When Tripp first hung those feeders so close to the glass, it took a while for our guests to discover them. Once they did begin perching there, they were easily frightened away by the slightest movement on the human side of the glass. But after a while they settled in, reveling in birdseed while I reveled in words. Now I have regular daily visitors of all colors and sizes – including an elegant pair of doves.
And even Sophia’s languid white kitty, stretched out on the windowsill watching, doesn’t faze them.
But our peace has been recently shattered by an onslaught of starlings – beady-eyed black marauders who seem to live to antagonize everything else on earth. I even spotted one harassing a majestic great heron which surged up from the high grass near our house one misty morning last week – the first time I’d seen a heron so close, but who knows if it will ever return with all the squawking from our new poachers.
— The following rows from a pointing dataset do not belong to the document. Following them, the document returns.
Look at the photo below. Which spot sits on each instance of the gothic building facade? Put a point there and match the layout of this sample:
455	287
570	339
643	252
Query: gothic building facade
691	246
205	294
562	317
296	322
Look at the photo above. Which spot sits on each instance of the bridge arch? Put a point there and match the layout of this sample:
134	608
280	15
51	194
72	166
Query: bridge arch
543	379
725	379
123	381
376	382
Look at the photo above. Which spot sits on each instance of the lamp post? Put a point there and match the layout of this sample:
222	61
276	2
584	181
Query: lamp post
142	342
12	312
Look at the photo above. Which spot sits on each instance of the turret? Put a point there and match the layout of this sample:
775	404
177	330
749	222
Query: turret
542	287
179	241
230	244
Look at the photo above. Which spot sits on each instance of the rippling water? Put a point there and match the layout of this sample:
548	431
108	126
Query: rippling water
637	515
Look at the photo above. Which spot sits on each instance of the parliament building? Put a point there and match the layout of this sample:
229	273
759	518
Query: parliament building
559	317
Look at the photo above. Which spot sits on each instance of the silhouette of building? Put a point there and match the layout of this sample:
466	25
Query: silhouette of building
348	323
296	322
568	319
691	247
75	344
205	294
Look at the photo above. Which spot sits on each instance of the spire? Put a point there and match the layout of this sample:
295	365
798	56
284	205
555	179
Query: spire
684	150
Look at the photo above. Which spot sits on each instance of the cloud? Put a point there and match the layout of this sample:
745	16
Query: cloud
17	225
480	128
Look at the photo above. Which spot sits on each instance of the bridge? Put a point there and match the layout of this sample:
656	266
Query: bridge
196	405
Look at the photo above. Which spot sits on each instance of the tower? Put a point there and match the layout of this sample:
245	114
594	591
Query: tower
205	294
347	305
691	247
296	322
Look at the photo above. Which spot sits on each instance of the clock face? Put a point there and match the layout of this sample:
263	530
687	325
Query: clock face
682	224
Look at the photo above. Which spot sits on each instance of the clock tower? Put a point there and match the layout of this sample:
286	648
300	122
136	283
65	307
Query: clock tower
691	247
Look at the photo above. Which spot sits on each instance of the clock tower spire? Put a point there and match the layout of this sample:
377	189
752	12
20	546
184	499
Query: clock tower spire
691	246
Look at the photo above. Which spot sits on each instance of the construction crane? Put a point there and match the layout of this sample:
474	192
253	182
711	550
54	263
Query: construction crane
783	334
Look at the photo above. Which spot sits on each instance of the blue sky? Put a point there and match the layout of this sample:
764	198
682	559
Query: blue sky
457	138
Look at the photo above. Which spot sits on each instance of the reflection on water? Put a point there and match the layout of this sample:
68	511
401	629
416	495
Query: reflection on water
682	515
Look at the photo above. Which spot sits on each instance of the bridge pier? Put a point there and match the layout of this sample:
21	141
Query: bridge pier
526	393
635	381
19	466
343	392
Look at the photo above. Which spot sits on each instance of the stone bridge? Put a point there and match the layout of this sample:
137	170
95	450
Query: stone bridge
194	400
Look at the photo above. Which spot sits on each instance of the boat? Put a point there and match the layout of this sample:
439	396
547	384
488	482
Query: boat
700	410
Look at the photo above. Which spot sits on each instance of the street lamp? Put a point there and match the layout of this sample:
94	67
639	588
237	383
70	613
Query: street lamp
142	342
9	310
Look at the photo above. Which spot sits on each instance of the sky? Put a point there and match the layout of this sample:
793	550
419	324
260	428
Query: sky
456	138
My starling resentment drove me to Google, where I learned they are not native to this country, but were introduced by a group of Shakespeare fans who decided America should have all the birds mentioned in his plays. (Proving that even before Silly Internet Sites people had too much time on their hands.)
These well-meaning but arguably clueless folks let loose 30 pairs of European Starlings in New York City's Central Park in the late 1890’s. Within 30 years they had spread from coast to coast. Today there are 200 million spread from Alaska to Mexico. They’re the ones that cluster on utility lines, a la Alfred Hitchcock’s The Birds. And they’re the ones scaring the bejeebers out of the kinder, gentler birds – with longer generational credentials –outside my windowpane.
I want to make them go away.
I’ve been thinking about my little ecosystem since the elections, where I served with four lovely ladies – all born and bred in Loudoun County, my adopted home. Do those who grew up in what was once the unspoiled splendor of Loudoun ever think of newcomers like me as starlings? Because certainly there are invaders who migrate here intent on making it their own territory, elbowing their way rudely here and there, with little regard for the sensibilities of those who for lifetimes have called this their home.
To those blessed to be Loudoun natives I’d like to say: Please know there are some who come simply because it’s beautiful just the way it is, who’ve been looking for a kinder, gentler way of life, and who wouldn’t change anything for the world.
Comments
Those bird feeders are what I miss about our old house. We had a treed, half-acre lot with a creek. You could see ten cardinals out there, on a snowy January day. My mother has lots of feeders, out in the country. It is such a treat to watch the finches, doves, jays, chickadees, etc.
Sorry about the starlings. We have problems with them around here, too. In fact, my husband removed a nest of them from above our bathroom ventilator about two months ago.